The guitarist and history teacher is now working on a solo career which saw him headline the Devonshire Green stage at last weekend’s festival – but admits Milburn could reform in the future.

Joe, who combines teaching history at Dinnington School with roles in two bands – fronting Book Club and playing bass in Sheffield favourites Reverend and the Makers – as well as his solo stuff, says: “We may get Milburn back together in a couple of years’ time.

“Even though we broke up seven years ago people are desperate for it.”

Indie-rockers Milburn formed after years of friendship through playing football together.

They split amicably in 2008 after seven years together, playing a last gig at Sheffield’s Carling Academy.

The band’s members had decided they wanted to work on new musical projects – but the four-piece are still firm friends.

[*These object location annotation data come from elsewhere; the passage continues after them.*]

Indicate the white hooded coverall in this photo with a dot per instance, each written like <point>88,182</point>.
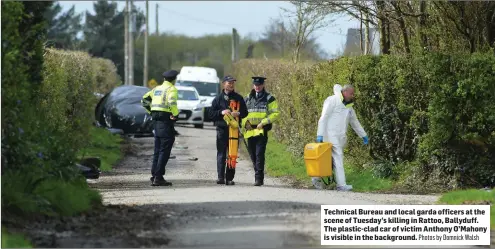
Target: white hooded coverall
<point>332,126</point>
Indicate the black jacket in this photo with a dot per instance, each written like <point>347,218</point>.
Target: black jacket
<point>220,103</point>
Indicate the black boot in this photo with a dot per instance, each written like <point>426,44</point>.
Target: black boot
<point>161,182</point>
<point>258,182</point>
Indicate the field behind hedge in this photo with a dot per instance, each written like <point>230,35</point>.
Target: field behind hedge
<point>430,118</point>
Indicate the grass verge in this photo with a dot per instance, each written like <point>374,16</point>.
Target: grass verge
<point>471,196</point>
<point>281,163</point>
<point>11,240</point>
<point>106,146</point>
<point>32,193</point>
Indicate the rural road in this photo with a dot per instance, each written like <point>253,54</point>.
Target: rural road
<point>196,212</point>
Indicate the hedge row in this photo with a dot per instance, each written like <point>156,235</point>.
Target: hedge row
<point>427,115</point>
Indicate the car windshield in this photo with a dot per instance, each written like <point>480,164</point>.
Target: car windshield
<point>187,95</point>
<point>203,88</point>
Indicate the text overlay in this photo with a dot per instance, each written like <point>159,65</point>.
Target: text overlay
<point>405,224</point>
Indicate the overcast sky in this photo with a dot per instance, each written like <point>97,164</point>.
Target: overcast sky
<point>197,18</point>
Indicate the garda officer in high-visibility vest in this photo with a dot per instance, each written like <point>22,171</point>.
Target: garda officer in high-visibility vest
<point>162,103</point>
<point>263,112</point>
<point>219,108</point>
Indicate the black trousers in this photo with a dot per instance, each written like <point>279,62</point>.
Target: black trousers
<point>257,149</point>
<point>222,152</point>
<point>164,141</point>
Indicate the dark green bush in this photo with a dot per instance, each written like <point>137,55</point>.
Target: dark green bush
<point>432,112</point>
<point>47,110</point>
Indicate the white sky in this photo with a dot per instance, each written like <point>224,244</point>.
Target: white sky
<point>197,18</point>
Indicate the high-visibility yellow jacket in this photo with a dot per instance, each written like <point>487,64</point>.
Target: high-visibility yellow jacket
<point>263,109</point>
<point>162,98</point>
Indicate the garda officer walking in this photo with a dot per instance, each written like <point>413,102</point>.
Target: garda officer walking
<point>220,107</point>
<point>263,111</point>
<point>164,111</point>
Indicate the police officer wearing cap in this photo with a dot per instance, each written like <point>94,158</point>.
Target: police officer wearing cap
<point>220,107</point>
<point>263,112</point>
<point>162,103</point>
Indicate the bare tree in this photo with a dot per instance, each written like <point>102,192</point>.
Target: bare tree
<point>304,21</point>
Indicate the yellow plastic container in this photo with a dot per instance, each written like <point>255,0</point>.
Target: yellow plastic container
<point>318,159</point>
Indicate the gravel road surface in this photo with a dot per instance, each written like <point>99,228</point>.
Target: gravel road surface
<point>195,211</point>
<point>202,213</point>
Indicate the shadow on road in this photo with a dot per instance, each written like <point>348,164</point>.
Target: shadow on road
<point>224,224</point>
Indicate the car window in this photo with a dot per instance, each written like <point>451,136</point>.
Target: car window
<point>187,95</point>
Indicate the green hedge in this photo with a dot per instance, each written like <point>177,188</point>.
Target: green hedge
<point>47,111</point>
<point>106,75</point>
<point>426,115</point>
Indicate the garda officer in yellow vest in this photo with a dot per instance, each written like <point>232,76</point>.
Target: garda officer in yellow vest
<point>162,103</point>
<point>263,112</point>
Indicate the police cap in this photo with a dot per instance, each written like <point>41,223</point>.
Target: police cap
<point>228,78</point>
<point>171,74</point>
<point>258,80</point>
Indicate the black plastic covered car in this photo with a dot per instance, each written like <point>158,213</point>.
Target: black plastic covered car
<point>121,109</point>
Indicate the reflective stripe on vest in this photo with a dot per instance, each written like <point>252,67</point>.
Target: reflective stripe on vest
<point>160,99</point>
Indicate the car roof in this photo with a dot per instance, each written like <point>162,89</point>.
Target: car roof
<point>188,88</point>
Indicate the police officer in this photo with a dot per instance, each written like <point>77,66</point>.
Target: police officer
<point>220,107</point>
<point>162,103</point>
<point>263,111</point>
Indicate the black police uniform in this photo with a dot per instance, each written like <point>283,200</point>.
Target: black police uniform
<point>164,139</point>
<point>220,103</point>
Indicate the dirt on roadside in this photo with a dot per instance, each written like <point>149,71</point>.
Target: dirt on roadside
<point>102,226</point>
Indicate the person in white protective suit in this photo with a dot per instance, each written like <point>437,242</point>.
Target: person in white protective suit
<point>337,113</point>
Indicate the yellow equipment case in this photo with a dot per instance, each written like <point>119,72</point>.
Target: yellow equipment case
<point>318,159</point>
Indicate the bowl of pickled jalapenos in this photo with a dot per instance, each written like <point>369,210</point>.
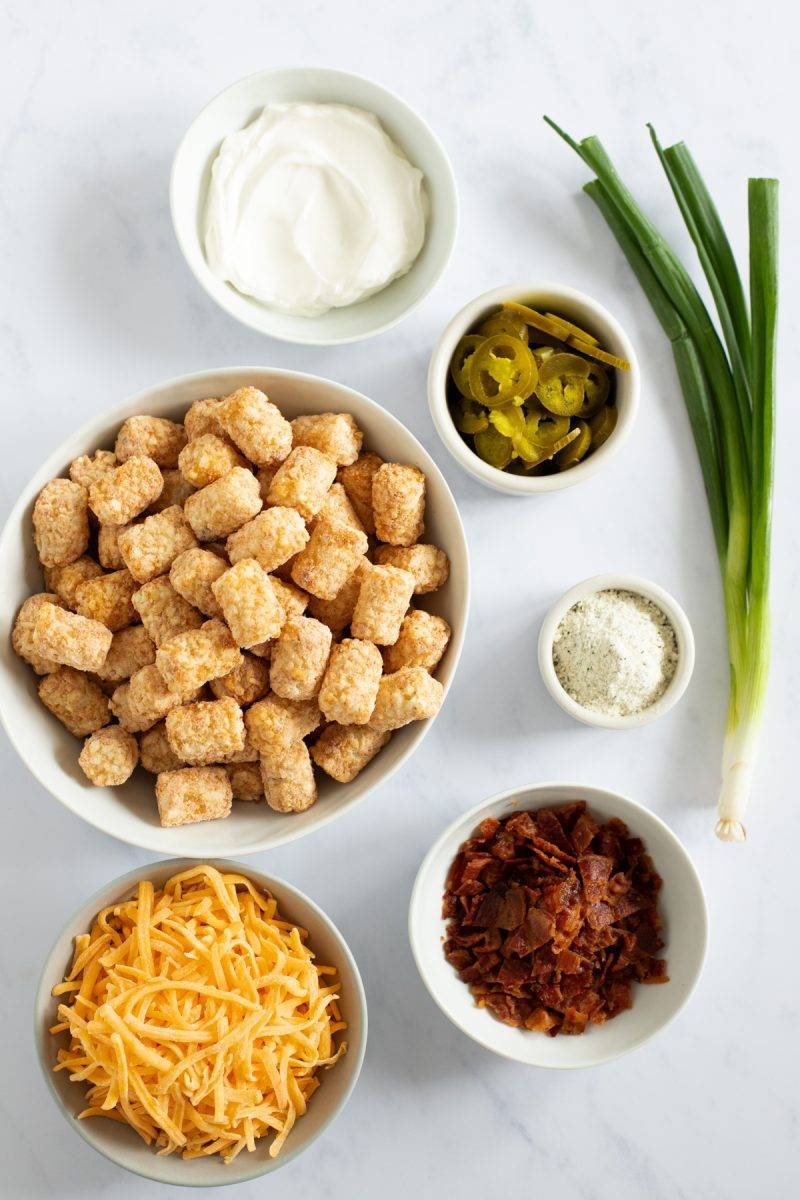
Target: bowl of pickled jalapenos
<point>531,389</point>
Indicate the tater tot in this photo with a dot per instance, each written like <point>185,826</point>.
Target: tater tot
<point>334,433</point>
<point>89,468</point>
<point>337,613</point>
<point>428,564</point>
<point>191,659</point>
<point>256,426</point>
<point>248,603</point>
<point>151,436</point>
<point>193,793</point>
<point>192,575</point>
<point>337,508</point>
<point>222,507</point>
<point>246,683</point>
<point>206,459</point>
<point>60,522</point>
<point>163,612</point>
<point>288,779</point>
<point>302,481</point>
<point>176,490</point>
<point>108,546</point>
<point>292,599</point>
<point>383,601</point>
<point>407,695</point>
<point>330,558</point>
<point>74,700</point>
<point>108,598</point>
<point>342,751</point>
<point>109,756</point>
<point>73,641</point>
<point>22,635</point>
<point>422,641</point>
<point>155,751</point>
<point>300,658</point>
<point>271,538</point>
<point>398,504</point>
<point>67,579</point>
<point>150,549</point>
<point>131,649</point>
<point>246,783</point>
<point>203,417</point>
<point>126,491</point>
<point>356,481</point>
<point>350,684</point>
<point>206,732</point>
<point>274,724</point>
<point>145,699</point>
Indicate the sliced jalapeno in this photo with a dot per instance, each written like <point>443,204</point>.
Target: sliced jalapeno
<point>594,352</point>
<point>571,454</point>
<point>461,360</point>
<point>493,448</point>
<point>545,429</point>
<point>561,385</point>
<point>501,370</point>
<point>602,425</point>
<point>504,322</point>
<point>469,418</point>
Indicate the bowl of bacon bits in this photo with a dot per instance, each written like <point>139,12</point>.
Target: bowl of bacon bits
<point>559,925</point>
<point>234,606</point>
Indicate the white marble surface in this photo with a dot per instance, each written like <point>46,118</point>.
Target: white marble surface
<point>97,304</point>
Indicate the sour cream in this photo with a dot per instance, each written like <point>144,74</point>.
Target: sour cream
<point>312,207</point>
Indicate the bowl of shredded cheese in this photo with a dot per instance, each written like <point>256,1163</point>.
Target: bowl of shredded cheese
<point>200,1024</point>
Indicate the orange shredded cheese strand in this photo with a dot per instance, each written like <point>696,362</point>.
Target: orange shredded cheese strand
<point>198,1017</point>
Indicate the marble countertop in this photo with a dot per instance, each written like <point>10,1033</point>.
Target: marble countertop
<point>98,304</point>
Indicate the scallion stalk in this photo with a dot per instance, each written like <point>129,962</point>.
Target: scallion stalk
<point>728,388</point>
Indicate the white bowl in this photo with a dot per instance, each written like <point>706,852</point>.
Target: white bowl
<point>672,610</point>
<point>128,813</point>
<point>119,1143</point>
<point>575,306</point>
<point>239,105</point>
<point>685,928</point>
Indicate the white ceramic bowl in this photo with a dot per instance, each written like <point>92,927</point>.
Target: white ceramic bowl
<point>678,619</point>
<point>128,813</point>
<point>575,306</point>
<point>681,905</point>
<point>120,1144</point>
<point>239,105</point>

Joe’s brother Louis became a member of Lords of Flatbush with former Arctic Monkeys bassist Andy Nicholson, while Tom Rowley and Joe Green became members of The Backhanded Compliments and remain in the band’s current incarnation Dead Sons.

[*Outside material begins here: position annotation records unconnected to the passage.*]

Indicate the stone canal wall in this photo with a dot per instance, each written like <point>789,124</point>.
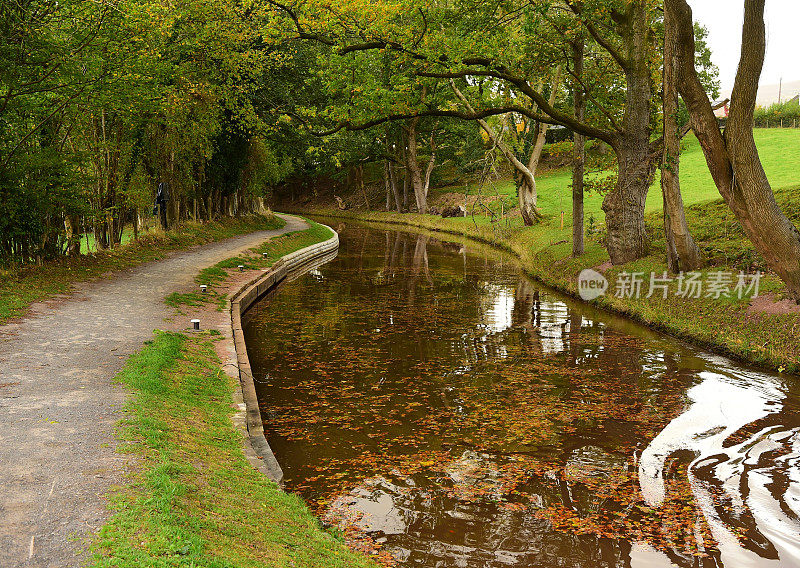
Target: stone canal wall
<point>287,268</point>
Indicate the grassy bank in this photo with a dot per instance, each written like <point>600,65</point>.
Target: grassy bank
<point>22,286</point>
<point>726,325</point>
<point>194,500</point>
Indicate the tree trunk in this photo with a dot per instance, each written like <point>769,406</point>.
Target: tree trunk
<point>578,151</point>
<point>682,252</point>
<point>732,158</point>
<point>414,171</point>
<point>524,174</point>
<point>624,205</point>
<point>391,184</point>
<point>73,235</point>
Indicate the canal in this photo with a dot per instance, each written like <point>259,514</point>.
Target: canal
<point>437,408</point>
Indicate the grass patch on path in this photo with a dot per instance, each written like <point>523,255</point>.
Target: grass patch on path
<point>194,500</point>
<point>22,286</point>
<point>276,248</point>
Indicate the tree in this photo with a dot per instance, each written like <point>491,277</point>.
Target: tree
<point>682,252</point>
<point>732,156</point>
<point>529,140</point>
<point>578,147</point>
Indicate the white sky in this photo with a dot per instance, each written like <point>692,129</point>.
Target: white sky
<point>723,18</point>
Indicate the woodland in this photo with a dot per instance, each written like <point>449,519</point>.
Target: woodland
<point>117,116</point>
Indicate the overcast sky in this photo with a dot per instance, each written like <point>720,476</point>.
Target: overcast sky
<point>723,18</point>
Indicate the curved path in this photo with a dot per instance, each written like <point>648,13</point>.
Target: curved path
<point>58,405</point>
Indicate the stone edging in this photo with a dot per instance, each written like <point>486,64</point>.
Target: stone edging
<point>240,301</point>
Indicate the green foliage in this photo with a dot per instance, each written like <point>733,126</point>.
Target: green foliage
<point>21,286</point>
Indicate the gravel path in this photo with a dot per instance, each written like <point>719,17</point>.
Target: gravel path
<point>58,406</point>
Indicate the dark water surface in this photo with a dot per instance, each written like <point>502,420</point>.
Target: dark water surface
<point>442,410</point>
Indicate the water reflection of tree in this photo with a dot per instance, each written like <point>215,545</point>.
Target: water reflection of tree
<point>401,375</point>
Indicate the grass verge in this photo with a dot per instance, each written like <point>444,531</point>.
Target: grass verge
<point>22,286</point>
<point>194,500</point>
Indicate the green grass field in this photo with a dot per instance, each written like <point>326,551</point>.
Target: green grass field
<point>779,150</point>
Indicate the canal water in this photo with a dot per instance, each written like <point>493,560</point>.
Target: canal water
<point>437,408</point>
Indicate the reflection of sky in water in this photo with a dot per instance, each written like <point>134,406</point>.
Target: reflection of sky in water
<point>498,307</point>
<point>744,475</point>
<point>736,453</point>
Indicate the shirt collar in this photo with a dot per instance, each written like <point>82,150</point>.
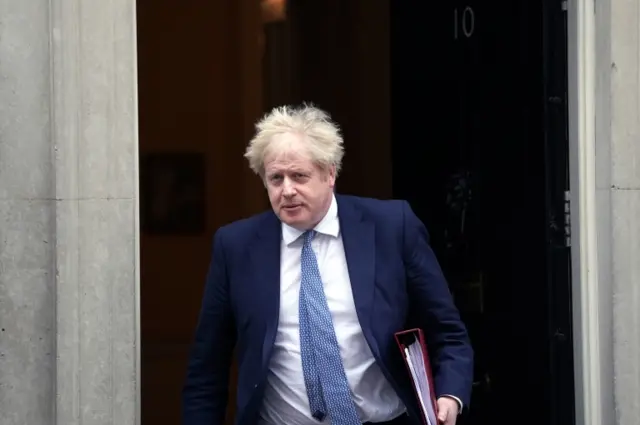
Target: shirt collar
<point>329,225</point>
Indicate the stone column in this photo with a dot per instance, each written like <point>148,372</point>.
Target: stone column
<point>618,201</point>
<point>69,338</point>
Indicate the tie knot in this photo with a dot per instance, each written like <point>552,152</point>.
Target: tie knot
<point>308,236</point>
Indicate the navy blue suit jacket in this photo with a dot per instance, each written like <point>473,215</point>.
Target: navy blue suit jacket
<point>396,283</point>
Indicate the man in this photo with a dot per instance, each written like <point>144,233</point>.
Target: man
<point>311,294</point>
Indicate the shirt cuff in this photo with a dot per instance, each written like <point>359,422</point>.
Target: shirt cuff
<point>460,405</point>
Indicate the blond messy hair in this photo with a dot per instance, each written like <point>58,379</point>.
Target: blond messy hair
<point>321,136</point>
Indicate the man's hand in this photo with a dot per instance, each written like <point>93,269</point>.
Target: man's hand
<point>447,411</point>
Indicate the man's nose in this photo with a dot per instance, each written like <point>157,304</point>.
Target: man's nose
<point>289,188</point>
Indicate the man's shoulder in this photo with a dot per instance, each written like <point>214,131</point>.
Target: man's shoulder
<point>245,228</point>
<point>383,207</point>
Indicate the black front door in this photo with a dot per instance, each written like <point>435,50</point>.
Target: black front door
<point>479,150</point>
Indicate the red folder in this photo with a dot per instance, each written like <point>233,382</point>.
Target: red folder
<point>413,348</point>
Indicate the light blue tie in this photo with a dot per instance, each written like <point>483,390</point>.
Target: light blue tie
<point>324,377</point>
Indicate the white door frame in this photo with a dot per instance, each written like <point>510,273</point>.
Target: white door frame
<point>588,299</point>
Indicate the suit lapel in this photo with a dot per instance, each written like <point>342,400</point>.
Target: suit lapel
<point>265,261</point>
<point>358,238</point>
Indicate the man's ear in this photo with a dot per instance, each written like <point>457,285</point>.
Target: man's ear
<point>332,175</point>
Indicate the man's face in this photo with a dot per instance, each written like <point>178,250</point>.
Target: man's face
<point>300,192</point>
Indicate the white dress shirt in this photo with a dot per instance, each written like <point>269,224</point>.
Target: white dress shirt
<point>285,399</point>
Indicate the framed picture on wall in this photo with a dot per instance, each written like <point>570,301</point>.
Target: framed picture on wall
<point>173,193</point>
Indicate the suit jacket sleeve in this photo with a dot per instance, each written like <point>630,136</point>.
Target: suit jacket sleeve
<point>205,393</point>
<point>433,310</point>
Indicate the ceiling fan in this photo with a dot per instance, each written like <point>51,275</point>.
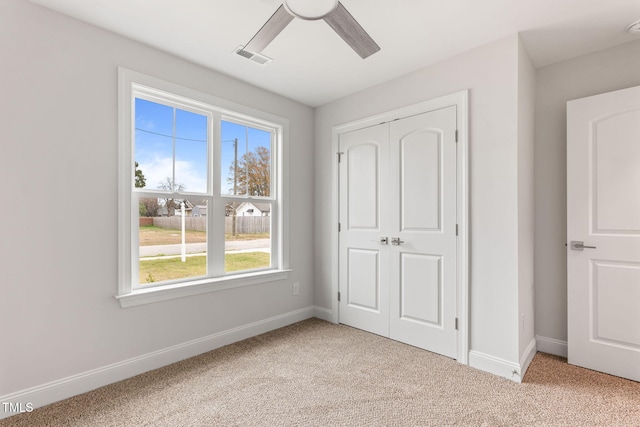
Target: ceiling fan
<point>333,13</point>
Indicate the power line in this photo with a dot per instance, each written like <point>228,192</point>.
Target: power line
<point>171,136</point>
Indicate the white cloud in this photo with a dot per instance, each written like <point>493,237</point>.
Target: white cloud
<point>156,170</point>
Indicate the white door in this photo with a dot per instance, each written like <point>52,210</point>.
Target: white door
<point>603,232</point>
<point>364,258</point>
<point>397,245</point>
<point>423,218</point>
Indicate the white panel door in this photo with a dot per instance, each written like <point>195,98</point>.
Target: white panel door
<point>603,231</point>
<point>364,264</point>
<point>398,245</point>
<point>423,227</point>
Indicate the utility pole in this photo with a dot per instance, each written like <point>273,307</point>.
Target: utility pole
<point>235,184</point>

In January 2009, Tom joined Reverend and the Makers, but subsequently left to concentrate on Dead Sons, while in 2013 he joined Arctic Monkeys as a touring member.

Joe says: “It is seven years on and people are still talking about it now which tells its own story, I think.”

Joe recently played with the Reverend and the Makers at the famous Benicassim music festival in Spain – and even there Milburn were remembered.

“Someone had a sign with Milburn Forever written on it,” he says. “We didn’t sell millions of records but we meant something to someone.”

However, he says the reunion would not be for a while yet.

“I need to realise my own thing first, but I’m not saying it isn’t a possibility.” he said.

“There is a chink of light there and all four people need to be in the right place.

“I would want to do it properly.

“I’ve changed my life to go solo and taken on part-time work so there’s no way I could do it at the moment.”

Joe’s Tramlines set was his first proper solo gig, although he was joined on stage by his brother – and former Milburn guitarist – Louis.

He describes his sound as ‘electronic folk’, and said he is influenced by Simon and Garfunkel, indie folk band Fleet Foxes and singer-songwriter James Blake.

With plans to release an album in 2016 and to tour more later this year, Joe is finding flying solo a good experience so far.

“It is a bit more liberating, writing and performing by myself,” he says.

“I’m pretty controlling and now things are my decision which makes life easier.

“There was no leader in Milburn, so we rowed all the time, probably because we were 19 and 20 and angry and ambitious.”

Whether Joe gets the band back together or not he will continue to pursue a musical career.

He said: “I started playing in a band when I was 12.

“I’m 27 now and I’m going to do this for the rest of my life.”